Het vorenstaande in aanmerking genomen, is de rechtbank van oordeel dat verweerder niet onzorgvuldig heeft gehandeld door af te zien van het horen van eiseres 2. Op grond van alle feiten en omstandigheden, in het bijzonder het rapport van Medifirst van 3 september 2013, heeft verweerder in redelijkheid tot het oordeel kunnen komen dat eiseres 2 niet persoonlijk kan worden gehoord als gevolg van blijvende omstandigheden waarop hij geen invloed heeft. Uit het rapport van Medifirst heeft verweerder in redelijkheid kunnen concluderen dat deze omstandigheid van aanhoudende aard is.
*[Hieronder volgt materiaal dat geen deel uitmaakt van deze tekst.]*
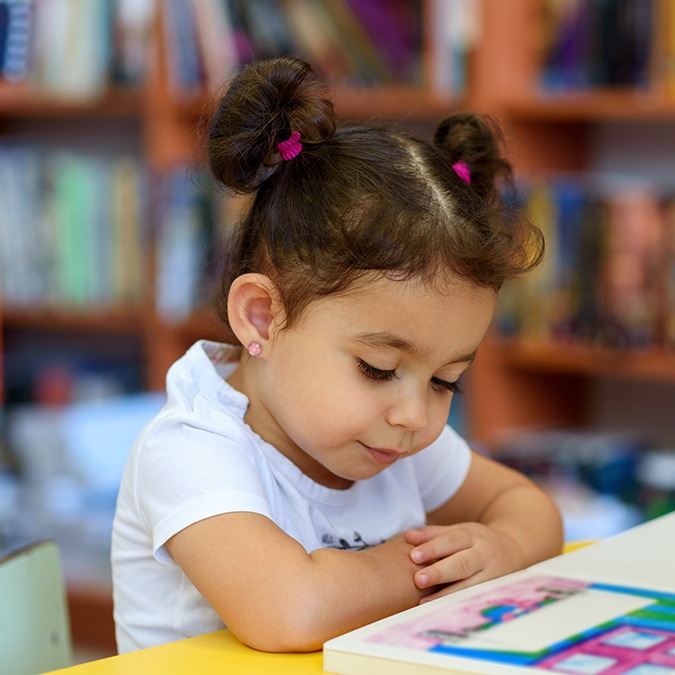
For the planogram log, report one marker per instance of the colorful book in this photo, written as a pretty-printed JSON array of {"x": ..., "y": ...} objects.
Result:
[{"x": 606, "y": 609}]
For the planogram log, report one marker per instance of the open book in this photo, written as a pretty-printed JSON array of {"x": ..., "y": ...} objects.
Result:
[{"x": 607, "y": 609}]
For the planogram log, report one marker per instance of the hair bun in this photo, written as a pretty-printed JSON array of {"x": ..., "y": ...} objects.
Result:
[
  {"x": 264, "y": 104},
  {"x": 476, "y": 141}
]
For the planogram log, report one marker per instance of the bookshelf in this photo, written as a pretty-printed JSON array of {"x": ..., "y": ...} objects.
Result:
[
  {"x": 523, "y": 381},
  {"x": 513, "y": 382}
]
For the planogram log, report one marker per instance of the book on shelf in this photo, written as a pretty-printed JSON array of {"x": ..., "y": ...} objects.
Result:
[
  {"x": 609, "y": 43},
  {"x": 604, "y": 609},
  {"x": 606, "y": 276},
  {"x": 357, "y": 42},
  {"x": 72, "y": 229},
  {"x": 16, "y": 24}
]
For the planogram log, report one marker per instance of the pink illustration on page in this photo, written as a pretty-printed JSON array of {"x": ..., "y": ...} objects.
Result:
[{"x": 479, "y": 613}]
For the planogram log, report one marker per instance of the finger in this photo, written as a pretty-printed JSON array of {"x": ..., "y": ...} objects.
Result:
[
  {"x": 448, "y": 570},
  {"x": 445, "y": 542},
  {"x": 449, "y": 589}
]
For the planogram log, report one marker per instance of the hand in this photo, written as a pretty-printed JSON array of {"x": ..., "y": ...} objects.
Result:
[{"x": 457, "y": 556}]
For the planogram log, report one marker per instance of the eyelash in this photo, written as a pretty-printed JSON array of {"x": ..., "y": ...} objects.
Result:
[{"x": 379, "y": 375}]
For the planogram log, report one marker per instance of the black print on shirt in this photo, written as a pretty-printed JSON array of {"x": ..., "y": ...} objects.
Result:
[{"x": 357, "y": 544}]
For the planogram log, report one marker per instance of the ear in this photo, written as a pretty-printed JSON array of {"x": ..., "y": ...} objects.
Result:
[{"x": 254, "y": 308}]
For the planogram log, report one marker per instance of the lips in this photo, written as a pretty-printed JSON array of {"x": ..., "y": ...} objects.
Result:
[{"x": 383, "y": 456}]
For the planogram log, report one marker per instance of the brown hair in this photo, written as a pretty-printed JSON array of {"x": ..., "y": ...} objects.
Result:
[{"x": 358, "y": 199}]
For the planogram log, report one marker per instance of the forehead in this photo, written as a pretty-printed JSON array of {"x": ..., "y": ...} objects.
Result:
[{"x": 409, "y": 314}]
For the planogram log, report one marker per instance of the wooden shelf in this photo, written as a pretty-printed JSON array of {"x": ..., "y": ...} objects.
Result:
[
  {"x": 619, "y": 105},
  {"x": 115, "y": 320},
  {"x": 26, "y": 102},
  {"x": 587, "y": 360}
]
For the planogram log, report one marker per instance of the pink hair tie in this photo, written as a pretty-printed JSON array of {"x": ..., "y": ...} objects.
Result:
[
  {"x": 462, "y": 170},
  {"x": 290, "y": 148}
]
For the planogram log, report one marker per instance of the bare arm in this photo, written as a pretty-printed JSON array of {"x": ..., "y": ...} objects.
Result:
[
  {"x": 276, "y": 597},
  {"x": 498, "y": 522}
]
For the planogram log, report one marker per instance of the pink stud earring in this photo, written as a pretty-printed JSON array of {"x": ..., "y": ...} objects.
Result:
[{"x": 254, "y": 349}]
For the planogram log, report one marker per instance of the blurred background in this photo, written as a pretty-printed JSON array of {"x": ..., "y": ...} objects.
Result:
[{"x": 110, "y": 232}]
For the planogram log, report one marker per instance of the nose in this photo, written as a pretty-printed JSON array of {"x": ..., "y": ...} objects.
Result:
[{"x": 410, "y": 410}]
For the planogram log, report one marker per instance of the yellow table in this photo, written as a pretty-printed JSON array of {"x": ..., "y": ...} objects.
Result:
[
  {"x": 218, "y": 652},
  {"x": 214, "y": 653}
]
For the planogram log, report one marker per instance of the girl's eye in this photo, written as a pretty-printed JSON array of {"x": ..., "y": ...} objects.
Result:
[
  {"x": 443, "y": 385},
  {"x": 373, "y": 373}
]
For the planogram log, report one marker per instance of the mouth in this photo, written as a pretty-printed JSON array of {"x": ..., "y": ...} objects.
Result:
[{"x": 383, "y": 455}]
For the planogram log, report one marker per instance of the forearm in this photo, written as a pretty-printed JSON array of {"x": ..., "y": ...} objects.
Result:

Ingevolge artikel 14, lid 2, van de richtlijn 2013/32/EU kan in een dergelijk geval worden afgezien van een persoonlijk onderhoud over de inhoud van het verzoek. Verweerder heeft voorts redelijke inspanningen verricht eiseres 2 de kans te bieden nadere informatie te verstrekken door eiseres 1 in de gelegenheid te stellen namens haar dochter te verklaren. Voorts wijst de rechtbank erop dat namens eiseres 2 een zienswijze is ingediend. Gelet op het derde lid van artikel 14 van de richtlijn 2013/32 belet de omstandigheid dat eiseres niet kan worden gehoord, anders dan eiseres heeft betoogd, verweerder niet een beslissing te nemen op haar asielverzoek.
5
Gelet op het vorenstaande is het beroep ongegrond.
6
Er zijn geen termen aanwezig voor een proceskostenveroordeling.

Beslissing

De rechtbank verklaart het beroep ongegrond.
Deze uitspraak is gedaan door mr. M. Soffers, rechter, in aanwezigheid van drs. F.J.M. van den Berg, griffier. De beslissing is in het openbaar uitgesproken op 28 januari 2014.

Rechtsmiddel

Tegen deze uitspraak kan binnen vier weken na de dag van verzending daarvan hoger beroep worden ingesteld bij de Afdeling bestuursrechtspraak van de Raad van State.
Bij het beroepschrift dient een kopie van deze uitspraak te worden overgelegd.
Het beroepschrift dient een of meer grieven tegen de uitspraak van de rechtbank te bevatten en moet geadresseerd worden aan de Raad van State, Afdeling bestuursrechtspraak, Hoger beroep vreemdelingenzaken, Postbus 16113, 2500 BC Den Haag (nadere informatie: www.raadvanstate.nl).